August, 15, 2004 archives
spamming the blog listing services
so as i’m cleaning up and optimizing blo.gs, i’ve stumbled across a huge set of spammed entries that came in via weblogs.com. this particular bunch will be easy to block going forward, and it inspired yet another couple of ping-spamming defenses.
one of the things i’m working on is doing better logging of some things so that i can more easily run reports that will show the statistical outliers. for example, most IP addresses only ping blo.gs a few times a day, at most. so addresses that do more than that are ripe for investigation.
also, since all updates are now going through a common function, i don’t need to worry about updating rules to handle direct pings as well as information imported from weblogs.com and blogger.com.
i’m taking advantage of some nifty new features of mysql 4.1 to optimize some bits of the site, like b-tree indexes on in-memory tables. i’ve also converted everything over so that the database realizes that it is storing utf-8 data.

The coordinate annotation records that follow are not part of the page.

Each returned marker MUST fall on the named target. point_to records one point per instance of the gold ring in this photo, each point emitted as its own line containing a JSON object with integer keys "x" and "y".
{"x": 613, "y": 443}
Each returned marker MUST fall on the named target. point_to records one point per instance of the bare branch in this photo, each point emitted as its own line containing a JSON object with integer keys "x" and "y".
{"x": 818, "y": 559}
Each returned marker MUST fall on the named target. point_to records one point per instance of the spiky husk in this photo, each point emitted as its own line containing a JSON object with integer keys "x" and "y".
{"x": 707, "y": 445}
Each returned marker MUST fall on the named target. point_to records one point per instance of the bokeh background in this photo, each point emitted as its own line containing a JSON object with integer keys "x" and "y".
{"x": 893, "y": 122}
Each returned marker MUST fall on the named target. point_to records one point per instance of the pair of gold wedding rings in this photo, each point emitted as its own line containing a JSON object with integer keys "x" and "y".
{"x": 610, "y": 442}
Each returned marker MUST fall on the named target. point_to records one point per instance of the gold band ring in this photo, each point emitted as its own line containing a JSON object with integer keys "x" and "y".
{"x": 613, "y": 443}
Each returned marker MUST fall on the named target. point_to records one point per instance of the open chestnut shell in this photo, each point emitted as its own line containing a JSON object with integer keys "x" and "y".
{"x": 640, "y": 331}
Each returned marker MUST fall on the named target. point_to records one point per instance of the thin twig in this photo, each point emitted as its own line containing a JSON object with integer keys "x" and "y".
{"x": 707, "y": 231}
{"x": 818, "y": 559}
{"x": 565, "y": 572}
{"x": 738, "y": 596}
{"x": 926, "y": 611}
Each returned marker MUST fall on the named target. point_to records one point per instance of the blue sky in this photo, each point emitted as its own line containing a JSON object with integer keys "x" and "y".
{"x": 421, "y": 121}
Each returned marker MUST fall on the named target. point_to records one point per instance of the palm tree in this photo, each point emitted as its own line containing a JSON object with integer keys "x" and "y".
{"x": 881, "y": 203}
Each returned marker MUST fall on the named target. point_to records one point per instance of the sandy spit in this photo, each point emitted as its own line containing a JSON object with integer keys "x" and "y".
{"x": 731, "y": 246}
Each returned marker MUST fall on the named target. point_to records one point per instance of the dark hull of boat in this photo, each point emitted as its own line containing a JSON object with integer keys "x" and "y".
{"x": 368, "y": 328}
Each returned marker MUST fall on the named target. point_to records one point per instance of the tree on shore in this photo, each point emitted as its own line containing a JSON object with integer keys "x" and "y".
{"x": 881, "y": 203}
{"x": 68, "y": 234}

so the site is back up, and hopefully won’t need to be taken down for as long a period as it was today, at least for a while. i hope i’m done with the schema changes to the main blogs table, though. it takes about 20 minutes to rebuild the table each time i change the schema.
spammer fallout
one fallout effect of the ping spam i eliminated yesterday is that various blo.gs search queries appear as search results on the major search engines. so now when the search page gets a referral from one of those search engines, it redirects over to the fbi. originally, i was just making them submit the search manually. but these are obviously not bright people, and they just went ahead and did the search on blo.gs anyway. they really are that desperate for their free porn.
here’s a fun search that brought up a blo.gs search result: pictures of nude men in fishing waders
. in fact, it’s the top listing on google right now. (soon to be supplanted by this entry, i suppose.)
needless to say, the search engines are now excluded from the search page, and this will be a non-issue once the entries drop out of the search databases.